In a typical year my reading is primarily library books. Given that I have a summer deadline (potentially) for weeding my collection, my focus will shift to my personal collection. For the 2017 published books, I suspect most of those will be ebooks for the portability, although there might be some library books tucked in there too.

In October my road trip research fell to just 3% of my over all reviewing. In the early months of 2016 I purchased and downloaded a bunch of books. They will be part of my personal collection reading as they are here now. However, the reading to weed project will have to take precedence.

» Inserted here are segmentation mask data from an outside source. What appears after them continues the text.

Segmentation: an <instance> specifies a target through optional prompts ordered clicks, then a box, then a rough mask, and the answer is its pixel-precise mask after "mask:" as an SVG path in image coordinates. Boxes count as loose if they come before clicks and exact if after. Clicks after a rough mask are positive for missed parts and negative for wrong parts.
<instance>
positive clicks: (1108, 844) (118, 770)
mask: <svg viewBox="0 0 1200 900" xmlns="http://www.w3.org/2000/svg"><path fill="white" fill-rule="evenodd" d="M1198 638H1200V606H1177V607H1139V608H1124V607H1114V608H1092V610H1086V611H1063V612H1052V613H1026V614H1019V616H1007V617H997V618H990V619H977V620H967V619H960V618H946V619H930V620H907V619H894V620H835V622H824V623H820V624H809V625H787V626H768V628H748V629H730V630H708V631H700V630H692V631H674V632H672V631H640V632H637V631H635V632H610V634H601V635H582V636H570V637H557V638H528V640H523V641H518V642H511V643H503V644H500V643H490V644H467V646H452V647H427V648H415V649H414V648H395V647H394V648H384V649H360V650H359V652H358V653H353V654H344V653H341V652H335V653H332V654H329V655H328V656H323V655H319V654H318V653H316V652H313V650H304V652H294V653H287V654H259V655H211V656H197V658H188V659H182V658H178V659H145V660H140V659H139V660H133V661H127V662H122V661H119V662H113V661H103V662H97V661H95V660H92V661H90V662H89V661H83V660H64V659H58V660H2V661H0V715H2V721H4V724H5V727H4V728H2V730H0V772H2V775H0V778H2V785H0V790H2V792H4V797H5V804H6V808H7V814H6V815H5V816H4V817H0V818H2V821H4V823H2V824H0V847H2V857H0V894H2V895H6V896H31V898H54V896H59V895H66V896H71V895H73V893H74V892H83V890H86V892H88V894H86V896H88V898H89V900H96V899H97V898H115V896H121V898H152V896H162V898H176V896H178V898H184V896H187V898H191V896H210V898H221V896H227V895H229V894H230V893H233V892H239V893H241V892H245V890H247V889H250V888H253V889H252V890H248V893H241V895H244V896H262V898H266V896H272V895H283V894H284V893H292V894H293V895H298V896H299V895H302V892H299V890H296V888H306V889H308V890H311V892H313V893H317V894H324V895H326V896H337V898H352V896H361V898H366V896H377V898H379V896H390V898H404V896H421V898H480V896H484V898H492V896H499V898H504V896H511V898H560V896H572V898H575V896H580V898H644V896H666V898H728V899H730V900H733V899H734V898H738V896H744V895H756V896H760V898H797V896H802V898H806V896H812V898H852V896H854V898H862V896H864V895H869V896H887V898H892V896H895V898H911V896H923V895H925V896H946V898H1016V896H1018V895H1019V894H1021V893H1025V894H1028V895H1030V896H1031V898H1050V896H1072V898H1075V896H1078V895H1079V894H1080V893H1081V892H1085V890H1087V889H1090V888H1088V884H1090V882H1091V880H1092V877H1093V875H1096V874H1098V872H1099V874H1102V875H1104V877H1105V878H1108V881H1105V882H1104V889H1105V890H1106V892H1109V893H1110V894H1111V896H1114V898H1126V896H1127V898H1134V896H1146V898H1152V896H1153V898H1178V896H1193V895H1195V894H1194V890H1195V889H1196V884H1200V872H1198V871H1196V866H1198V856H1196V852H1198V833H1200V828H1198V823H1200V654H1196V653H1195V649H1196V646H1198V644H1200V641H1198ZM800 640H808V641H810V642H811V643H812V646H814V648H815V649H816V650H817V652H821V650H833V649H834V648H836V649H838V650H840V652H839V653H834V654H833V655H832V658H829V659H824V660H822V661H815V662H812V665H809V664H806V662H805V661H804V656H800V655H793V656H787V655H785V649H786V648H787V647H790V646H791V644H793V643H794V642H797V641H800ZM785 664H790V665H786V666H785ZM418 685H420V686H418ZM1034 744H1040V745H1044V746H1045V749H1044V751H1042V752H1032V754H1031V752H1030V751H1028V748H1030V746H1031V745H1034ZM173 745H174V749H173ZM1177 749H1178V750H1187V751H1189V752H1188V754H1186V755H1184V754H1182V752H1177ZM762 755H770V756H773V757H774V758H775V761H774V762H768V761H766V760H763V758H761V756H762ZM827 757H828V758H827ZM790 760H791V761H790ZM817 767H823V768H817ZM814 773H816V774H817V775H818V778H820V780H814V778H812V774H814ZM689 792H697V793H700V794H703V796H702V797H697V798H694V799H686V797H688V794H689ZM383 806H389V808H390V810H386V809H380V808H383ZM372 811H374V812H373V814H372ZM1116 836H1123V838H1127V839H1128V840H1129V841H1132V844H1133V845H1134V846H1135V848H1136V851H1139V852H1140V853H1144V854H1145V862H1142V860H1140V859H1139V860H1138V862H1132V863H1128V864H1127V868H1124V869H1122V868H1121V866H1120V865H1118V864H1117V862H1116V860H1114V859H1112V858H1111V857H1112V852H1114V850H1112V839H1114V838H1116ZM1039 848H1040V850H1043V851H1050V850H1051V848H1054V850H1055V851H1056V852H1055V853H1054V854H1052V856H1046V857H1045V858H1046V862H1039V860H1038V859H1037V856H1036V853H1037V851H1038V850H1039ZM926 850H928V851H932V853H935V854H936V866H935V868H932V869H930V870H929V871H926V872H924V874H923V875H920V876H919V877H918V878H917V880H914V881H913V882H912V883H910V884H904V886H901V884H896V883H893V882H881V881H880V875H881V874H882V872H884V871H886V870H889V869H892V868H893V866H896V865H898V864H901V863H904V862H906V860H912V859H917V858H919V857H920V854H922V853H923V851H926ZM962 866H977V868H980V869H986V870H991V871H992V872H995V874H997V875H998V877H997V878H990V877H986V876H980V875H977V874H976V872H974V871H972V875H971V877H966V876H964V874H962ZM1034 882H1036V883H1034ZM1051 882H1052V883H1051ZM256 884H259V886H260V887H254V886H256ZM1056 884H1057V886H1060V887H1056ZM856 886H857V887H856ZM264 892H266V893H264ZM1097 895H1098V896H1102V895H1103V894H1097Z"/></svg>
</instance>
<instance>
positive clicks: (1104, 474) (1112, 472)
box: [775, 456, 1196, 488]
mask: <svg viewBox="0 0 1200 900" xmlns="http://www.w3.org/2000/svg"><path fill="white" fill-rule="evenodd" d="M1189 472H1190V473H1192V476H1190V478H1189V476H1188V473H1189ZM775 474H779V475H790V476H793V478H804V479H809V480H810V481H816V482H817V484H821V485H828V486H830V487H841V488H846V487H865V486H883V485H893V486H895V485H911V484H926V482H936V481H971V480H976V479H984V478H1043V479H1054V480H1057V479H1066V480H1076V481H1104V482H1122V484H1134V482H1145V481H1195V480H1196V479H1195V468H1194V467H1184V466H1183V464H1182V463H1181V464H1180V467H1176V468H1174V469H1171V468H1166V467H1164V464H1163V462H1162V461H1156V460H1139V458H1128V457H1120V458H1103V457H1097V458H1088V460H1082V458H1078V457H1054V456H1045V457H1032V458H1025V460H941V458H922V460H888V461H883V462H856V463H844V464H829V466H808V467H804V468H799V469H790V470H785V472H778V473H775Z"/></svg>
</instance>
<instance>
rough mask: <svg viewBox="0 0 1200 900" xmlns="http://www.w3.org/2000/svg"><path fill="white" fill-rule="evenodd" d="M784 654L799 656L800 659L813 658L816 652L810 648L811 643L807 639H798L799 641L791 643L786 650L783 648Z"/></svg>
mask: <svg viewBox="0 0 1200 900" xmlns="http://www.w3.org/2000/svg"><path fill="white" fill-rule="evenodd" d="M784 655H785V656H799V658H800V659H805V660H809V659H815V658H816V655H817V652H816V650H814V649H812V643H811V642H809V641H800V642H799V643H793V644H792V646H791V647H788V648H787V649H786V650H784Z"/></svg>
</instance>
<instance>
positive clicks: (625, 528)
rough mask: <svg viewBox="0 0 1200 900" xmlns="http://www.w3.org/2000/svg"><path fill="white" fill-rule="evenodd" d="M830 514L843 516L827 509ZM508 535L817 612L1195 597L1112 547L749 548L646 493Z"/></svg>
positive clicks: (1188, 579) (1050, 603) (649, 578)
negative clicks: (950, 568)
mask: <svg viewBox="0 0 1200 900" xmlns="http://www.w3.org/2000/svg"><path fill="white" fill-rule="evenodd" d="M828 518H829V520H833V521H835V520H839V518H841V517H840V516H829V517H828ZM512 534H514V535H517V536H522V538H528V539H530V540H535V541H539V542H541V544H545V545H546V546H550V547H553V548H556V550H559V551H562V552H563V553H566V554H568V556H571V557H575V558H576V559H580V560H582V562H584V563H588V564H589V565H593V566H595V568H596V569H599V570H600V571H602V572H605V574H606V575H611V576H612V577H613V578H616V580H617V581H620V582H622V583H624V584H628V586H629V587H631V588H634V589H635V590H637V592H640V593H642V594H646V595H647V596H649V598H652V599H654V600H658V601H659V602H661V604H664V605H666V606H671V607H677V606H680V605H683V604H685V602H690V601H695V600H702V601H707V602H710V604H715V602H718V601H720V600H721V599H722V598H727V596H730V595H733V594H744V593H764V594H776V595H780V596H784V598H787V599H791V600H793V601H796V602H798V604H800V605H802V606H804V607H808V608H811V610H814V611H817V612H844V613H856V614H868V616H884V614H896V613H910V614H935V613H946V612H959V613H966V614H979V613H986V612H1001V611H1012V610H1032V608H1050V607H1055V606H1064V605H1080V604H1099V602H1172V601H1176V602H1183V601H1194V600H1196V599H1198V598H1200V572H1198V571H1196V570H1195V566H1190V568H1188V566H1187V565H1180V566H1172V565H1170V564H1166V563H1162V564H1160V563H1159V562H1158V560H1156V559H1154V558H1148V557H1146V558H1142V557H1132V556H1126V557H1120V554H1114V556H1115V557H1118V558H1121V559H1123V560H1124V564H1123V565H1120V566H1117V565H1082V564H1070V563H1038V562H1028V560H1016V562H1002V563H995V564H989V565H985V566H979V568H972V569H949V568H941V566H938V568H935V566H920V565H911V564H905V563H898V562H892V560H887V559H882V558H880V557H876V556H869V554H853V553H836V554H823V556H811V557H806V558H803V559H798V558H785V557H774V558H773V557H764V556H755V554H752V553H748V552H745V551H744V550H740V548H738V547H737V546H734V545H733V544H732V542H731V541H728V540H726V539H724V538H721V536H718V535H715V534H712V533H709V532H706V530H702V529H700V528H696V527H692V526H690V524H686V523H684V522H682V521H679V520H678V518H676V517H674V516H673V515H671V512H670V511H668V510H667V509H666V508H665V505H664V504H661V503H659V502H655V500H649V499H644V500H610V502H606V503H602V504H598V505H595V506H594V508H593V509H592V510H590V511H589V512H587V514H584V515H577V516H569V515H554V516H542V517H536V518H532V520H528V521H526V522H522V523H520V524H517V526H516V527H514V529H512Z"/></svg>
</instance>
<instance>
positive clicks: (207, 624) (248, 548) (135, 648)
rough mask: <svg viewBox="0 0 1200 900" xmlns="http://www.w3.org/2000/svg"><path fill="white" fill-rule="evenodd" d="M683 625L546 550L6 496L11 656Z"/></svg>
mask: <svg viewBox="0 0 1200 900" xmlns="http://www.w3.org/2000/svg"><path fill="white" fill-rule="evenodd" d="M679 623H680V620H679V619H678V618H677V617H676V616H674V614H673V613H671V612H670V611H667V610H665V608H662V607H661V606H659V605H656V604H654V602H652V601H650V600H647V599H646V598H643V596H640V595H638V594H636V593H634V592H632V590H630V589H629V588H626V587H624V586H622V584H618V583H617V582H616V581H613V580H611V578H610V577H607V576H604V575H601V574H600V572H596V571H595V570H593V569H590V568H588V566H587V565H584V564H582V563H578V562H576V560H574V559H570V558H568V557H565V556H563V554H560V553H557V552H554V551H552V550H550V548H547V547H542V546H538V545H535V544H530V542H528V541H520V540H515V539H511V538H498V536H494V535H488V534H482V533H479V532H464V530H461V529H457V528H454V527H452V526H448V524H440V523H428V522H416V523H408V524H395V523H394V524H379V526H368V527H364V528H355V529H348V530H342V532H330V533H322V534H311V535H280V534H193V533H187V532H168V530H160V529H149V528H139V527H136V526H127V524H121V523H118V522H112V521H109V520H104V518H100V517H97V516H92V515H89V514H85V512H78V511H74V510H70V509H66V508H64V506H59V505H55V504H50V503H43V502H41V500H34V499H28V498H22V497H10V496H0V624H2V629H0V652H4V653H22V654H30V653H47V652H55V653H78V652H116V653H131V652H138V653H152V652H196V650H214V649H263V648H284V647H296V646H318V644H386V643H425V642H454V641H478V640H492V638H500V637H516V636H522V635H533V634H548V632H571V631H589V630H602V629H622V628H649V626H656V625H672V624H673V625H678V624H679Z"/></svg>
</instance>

The Canadian Book Challenge will remain an important reading prompt for me. We're almost halfway through the tenth annual challenge. I've actually already technically finished having read more than thirteen books. As all of this personal and familiar upheaval is directly related to Canada, reading about Canada will become all the more important. I suspect more of my Canadian reading will be nonfiction instead of my usual YA and middle grade fiction.

Inclusive reading will of course still be on my radar. Among the books in my personal collection I have a sizable number that I need to read. For future inclusive reading, again I suspect much of it will be in ebook form until things settle down. Eventually I'll return to my library habit but it may very well be at a different library in a different country.

For the last bunch of years I've set my reading goal at 300. I honestly don't know how 2017 will stack up for time to read. There are just too many unknowns right now. With insufficient data, I'm leaving the goal at 300. If it looks like I won't make that goal after a better understanding of the situation mid year, I'll revise my number downwards.

While not a reading goal, per se, you might be wondering about the book blog and my Tumblr sites. I have no plans to discontinue blogging. 2017 will mark the twentieth anniversary of my main website. Mind you it's only been a blog for last thirteen years, and a book blog since 2006. If for some reason my current ISP has a problem with me becoming an international customer (if that happens), then I will move to a new ISP. The address might change but the content will all be there.